Çay, yağ, makyaj, çikolata lekeleri… Gün içinde fark etmeden üzerinize bulaşan lekeler artık kâbus olmaktan çıkıyor. Siemens iQ500 çamaşır makinesi ile stainRemoval teknolojisi devreye giriyor. Tek bir dokunuşla çay, yağ, kozmetik veya günlük hayatta karşılaştığınız diğer zor lekeler için özel programları aktif edebilirsiniz. 

Siemens Home Connect uygulaması sayesinde daha fazla leke türünü ve bunlar için geliştirilmiş özel programları keşfetmek de mümkün. Yani sadece “lekeyi çıkar” demekle kalmıyor, sizin için en doğru yıkama programını da otomatik olarak öneriyor. Böylece hem lekelerle uğraşmak zorunda kalmıyor hem de giysilerinizin ömrünü koruyorsunuz. 

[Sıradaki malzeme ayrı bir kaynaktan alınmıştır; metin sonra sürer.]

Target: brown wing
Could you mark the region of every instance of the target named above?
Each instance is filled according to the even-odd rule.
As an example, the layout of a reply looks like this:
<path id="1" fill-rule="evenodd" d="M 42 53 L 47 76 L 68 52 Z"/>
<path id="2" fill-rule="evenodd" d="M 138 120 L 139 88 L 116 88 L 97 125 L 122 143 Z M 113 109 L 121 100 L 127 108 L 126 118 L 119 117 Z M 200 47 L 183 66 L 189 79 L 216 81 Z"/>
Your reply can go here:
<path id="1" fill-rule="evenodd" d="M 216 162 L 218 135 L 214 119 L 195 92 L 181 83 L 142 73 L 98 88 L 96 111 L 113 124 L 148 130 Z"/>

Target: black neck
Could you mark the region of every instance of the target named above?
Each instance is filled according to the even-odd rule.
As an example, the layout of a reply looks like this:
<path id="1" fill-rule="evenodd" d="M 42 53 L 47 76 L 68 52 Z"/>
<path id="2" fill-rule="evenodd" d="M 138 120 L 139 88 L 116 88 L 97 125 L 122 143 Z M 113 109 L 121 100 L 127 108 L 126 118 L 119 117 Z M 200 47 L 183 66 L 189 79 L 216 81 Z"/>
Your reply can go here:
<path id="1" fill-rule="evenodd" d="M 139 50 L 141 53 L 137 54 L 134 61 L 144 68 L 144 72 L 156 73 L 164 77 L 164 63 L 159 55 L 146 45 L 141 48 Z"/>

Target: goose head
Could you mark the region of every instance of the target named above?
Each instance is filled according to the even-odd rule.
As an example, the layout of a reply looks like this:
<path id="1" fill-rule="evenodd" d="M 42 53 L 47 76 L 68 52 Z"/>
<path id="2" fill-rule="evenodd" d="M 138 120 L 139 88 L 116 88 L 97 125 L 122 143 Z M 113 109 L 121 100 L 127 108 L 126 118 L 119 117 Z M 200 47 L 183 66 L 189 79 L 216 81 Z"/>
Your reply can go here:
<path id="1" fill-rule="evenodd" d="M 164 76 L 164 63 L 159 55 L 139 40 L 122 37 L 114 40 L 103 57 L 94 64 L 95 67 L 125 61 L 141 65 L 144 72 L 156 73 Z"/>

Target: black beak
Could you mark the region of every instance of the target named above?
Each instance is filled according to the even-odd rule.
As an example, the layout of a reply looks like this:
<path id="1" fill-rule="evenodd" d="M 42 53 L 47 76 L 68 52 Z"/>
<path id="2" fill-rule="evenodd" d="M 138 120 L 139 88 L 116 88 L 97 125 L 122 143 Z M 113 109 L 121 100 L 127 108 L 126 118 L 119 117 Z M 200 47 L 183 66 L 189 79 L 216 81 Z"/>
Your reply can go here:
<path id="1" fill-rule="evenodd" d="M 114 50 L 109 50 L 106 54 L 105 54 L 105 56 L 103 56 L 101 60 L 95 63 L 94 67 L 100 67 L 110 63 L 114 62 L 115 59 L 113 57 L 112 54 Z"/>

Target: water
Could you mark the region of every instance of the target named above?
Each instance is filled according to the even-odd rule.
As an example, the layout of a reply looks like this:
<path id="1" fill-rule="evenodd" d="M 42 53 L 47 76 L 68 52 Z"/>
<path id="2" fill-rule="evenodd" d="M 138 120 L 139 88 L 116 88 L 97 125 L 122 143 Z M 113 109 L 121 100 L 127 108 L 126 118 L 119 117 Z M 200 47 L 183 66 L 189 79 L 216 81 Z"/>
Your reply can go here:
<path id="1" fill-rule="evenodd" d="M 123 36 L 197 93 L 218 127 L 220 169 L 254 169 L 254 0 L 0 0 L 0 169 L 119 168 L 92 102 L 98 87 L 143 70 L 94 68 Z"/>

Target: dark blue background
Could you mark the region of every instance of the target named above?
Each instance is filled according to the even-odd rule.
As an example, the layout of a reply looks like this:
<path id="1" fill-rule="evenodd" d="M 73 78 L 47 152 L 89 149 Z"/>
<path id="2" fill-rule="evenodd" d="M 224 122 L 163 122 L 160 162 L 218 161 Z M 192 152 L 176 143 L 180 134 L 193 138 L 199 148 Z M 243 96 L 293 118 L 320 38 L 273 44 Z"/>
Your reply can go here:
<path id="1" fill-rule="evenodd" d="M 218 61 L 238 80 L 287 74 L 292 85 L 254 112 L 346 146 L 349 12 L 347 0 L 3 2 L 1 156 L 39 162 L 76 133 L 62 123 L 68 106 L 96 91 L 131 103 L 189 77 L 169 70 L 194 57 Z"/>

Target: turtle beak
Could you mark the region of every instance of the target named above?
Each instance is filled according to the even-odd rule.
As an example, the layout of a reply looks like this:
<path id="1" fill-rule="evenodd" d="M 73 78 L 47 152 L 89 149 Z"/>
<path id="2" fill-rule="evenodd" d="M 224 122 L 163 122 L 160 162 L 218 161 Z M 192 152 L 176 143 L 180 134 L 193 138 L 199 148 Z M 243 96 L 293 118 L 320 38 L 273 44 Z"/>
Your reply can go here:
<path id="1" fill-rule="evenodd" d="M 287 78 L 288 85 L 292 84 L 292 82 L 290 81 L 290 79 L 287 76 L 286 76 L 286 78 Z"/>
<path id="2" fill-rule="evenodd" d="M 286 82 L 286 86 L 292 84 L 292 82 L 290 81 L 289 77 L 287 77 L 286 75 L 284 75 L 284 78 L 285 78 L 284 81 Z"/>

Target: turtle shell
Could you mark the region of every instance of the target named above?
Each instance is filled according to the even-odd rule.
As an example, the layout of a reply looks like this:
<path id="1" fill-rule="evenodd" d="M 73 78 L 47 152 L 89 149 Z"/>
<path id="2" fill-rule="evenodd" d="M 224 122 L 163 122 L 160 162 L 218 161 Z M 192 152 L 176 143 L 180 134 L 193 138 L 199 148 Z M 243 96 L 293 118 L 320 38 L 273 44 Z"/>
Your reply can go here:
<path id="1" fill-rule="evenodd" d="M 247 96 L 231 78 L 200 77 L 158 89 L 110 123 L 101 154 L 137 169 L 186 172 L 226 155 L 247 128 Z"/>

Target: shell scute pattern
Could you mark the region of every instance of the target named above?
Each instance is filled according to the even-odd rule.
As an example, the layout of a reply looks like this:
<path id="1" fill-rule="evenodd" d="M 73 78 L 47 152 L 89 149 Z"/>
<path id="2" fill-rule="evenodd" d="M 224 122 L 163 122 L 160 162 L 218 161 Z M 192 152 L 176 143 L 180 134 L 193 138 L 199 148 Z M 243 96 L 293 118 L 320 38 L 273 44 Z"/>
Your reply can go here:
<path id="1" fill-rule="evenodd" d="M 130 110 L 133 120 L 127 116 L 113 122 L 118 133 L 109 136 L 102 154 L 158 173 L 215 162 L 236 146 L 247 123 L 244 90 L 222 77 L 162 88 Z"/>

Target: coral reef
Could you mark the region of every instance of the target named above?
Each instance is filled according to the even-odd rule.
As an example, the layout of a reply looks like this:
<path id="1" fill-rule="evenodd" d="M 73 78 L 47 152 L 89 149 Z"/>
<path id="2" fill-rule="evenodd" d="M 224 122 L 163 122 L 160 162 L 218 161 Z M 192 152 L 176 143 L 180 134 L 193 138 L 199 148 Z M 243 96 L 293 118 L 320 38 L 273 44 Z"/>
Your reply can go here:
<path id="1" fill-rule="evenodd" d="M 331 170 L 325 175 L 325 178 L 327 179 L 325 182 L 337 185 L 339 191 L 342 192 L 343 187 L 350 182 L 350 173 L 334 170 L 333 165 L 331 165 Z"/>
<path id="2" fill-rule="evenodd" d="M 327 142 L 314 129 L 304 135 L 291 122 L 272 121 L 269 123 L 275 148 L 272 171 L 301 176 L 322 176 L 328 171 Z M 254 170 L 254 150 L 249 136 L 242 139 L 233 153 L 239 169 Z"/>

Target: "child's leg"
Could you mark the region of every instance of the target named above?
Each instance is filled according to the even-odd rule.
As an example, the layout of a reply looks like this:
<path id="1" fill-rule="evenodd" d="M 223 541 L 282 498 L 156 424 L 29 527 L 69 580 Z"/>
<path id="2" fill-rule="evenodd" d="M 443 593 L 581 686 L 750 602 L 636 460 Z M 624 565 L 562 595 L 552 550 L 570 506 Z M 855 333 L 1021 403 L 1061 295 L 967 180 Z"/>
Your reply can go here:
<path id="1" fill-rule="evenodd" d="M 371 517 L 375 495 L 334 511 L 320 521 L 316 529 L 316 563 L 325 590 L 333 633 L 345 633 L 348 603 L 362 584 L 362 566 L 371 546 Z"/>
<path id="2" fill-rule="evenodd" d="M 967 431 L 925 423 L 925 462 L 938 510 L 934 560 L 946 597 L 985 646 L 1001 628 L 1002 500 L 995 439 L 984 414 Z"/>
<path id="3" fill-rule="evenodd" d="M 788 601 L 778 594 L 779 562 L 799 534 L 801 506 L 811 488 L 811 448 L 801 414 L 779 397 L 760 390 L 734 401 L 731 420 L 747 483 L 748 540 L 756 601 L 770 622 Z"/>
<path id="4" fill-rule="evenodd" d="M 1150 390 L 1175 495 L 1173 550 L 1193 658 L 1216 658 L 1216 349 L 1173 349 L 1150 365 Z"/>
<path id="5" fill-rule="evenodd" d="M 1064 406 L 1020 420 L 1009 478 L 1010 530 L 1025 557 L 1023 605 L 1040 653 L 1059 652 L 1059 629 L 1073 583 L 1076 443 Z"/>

Artık çocuğunuza yemek yedirirken dökülen yemek lekeleri, kahve kazaları ya da mutfakta sıçrayan yağ lekeleri sizi endişelendirmiyor. stainRemoval, günlük hayatın getirdiği küçük sürprizlere karşı en güvenilir yardımcınız oluyor. 

Siemens iQ500 çamaşır ve kurutma makineleri, artık sadece kıyafetlerinizi temizleyen makineler değil; size zaman, konfor ve güven veren akıllı iş ortaklarınızdır. Ütüye harcadığınız vakti kendinize ayırın, lekelerle uğraşmayı unutun ve teknolojinin yaşam alanınıza uyumunun keyfini yaşayın.

*Bu yazı Siemens’in katkılarıyla hazırlanmıştır.